Question

At temperature $T$, a compound $A{B}_2\left(g\right)$ dissociates according to the reaction,
$2A{B}_2\left(g\right)\rightleftharpoons 2AB\left(g\right)+B_2\left(g\right)$

With degree of dissociation $x$, which is small compared to unity. The expression for $x$ in terms of the equilibrium constant $K_p$ and total pressure $P$ is:

• A. $x={\left(\frac{{2K}_p}{P}\right)}^{\frac{1}{3}}$
• B. $x={\left(\frac{2P}{K_P}\right)}^{\frac{1}{3}}$
• C. $x={\left(\frac{2K_p}{P}\right)}^{\frac{1}{2}}$
• D. $x={\left(\frac{2K_p}{P}\right)}^3$

Answer 1

The correct option is A $x={\left(\frac{{2K}_p}{P}\right)}^{\frac{1}{3}}$

Given reaction:

$2A{B}_2\left(g\right)\rightleftharpoons 2AB\left(g\right)+B_2\left(g\right)$

Initial pressure $P_o$ $0$ $0$

Equilibrium pressure $P_O(1-x)$ $P_{O}x$ $\frac{P_{O}x}{2}$

Where x = degree of dissociation

Now total pressure for the reaction at equilibrium can be given as

$P=P_O(1-x)+P_{O}x+\frac{P_{o}x}{2}$

Simplifying the above we get,

$P=P_O+\frac{P_{o}x}{2}$

$P_o$ in terms of P will be $P_O=\frac{2P}{2+x}$

Now, since it is given that the degree of dissociation is small compared to unity, that is, $x<<<1$

Therefore, $P_O=\frac{2P}{2+x}$

$\Rightarrow P_O=P$ (Since,$2+x\approx 2$)

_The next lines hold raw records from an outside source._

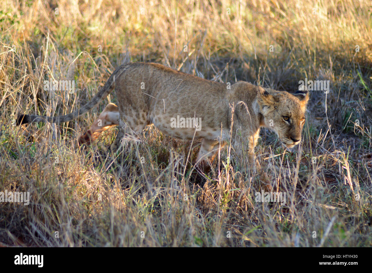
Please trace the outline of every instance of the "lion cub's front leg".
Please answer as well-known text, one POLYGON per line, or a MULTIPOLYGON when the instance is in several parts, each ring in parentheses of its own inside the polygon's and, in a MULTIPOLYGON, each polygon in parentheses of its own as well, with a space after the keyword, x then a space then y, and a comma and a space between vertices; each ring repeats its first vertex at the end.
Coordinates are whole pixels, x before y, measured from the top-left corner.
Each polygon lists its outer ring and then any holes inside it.
POLYGON ((271 186, 271 182, 269 176, 266 174, 263 169, 261 167, 258 160, 255 158, 254 153, 253 151, 250 151, 248 156, 248 161, 250 165, 256 168, 256 170, 258 173, 260 180, 261 180, 262 185, 265 190, 271 192, 273 188, 271 186))
MULTIPOLYGON (((243 134, 243 135, 244 134, 243 134)), ((248 135, 248 133, 246 132, 245 135, 248 135)), ((261 167, 260 163, 256 159, 254 155, 254 147, 257 144, 259 135, 259 131, 257 130, 253 135, 251 136, 248 139, 249 139, 247 144, 248 145, 248 163, 251 171, 256 169, 259 175, 259 177, 262 183, 262 186, 263 189, 266 191, 271 192, 272 190, 272 187, 271 186, 270 179, 269 176, 265 173, 263 169, 261 167)), ((243 150, 242 144, 240 143, 240 141, 233 141, 232 144, 237 155, 240 157, 242 155, 241 153, 243 150)))

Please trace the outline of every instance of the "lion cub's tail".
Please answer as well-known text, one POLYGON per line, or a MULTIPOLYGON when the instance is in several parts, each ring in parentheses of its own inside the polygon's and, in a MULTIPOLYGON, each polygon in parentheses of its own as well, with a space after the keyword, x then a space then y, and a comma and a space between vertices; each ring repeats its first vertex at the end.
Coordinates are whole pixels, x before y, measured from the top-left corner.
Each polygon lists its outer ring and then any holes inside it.
POLYGON ((26 123, 46 121, 52 123, 61 123, 70 121, 85 114, 102 101, 115 88, 116 74, 115 72, 113 73, 103 86, 103 87, 93 97, 92 100, 80 109, 64 116, 56 117, 38 116, 35 115, 20 115, 17 119, 16 124, 20 125, 26 123))

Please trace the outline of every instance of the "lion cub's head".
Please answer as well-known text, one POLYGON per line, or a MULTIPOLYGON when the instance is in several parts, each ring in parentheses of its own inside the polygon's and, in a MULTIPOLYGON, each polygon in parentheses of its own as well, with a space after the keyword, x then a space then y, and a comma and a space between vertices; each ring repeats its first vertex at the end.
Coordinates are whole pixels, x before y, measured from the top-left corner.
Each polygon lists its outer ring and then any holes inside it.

Now the value of $K_p$ for this reaction will be:

$K_p=\frac{P_{B_2}\times {\left(P_{AB}\right)}^2}{{\left(P_{A{B}_2}\right)}^2}=\frac{\frac{P_x}{2}\times {\left(P_x\right)}^2}{{\left(P_O\right(1-x\left)\right)}^2}$

Now $x<<<1$ and $P_O=P$ therefore simplifying the above we get,

$K_p=\frac{P{x}^3}{2}$

Rearranging the above expression to write x in terms of $K_p$ we get,

$x={\left(\frac{2K_p}{P}\right)}^{\frac{1}{3}}$

Hence, the correct answer will be option A.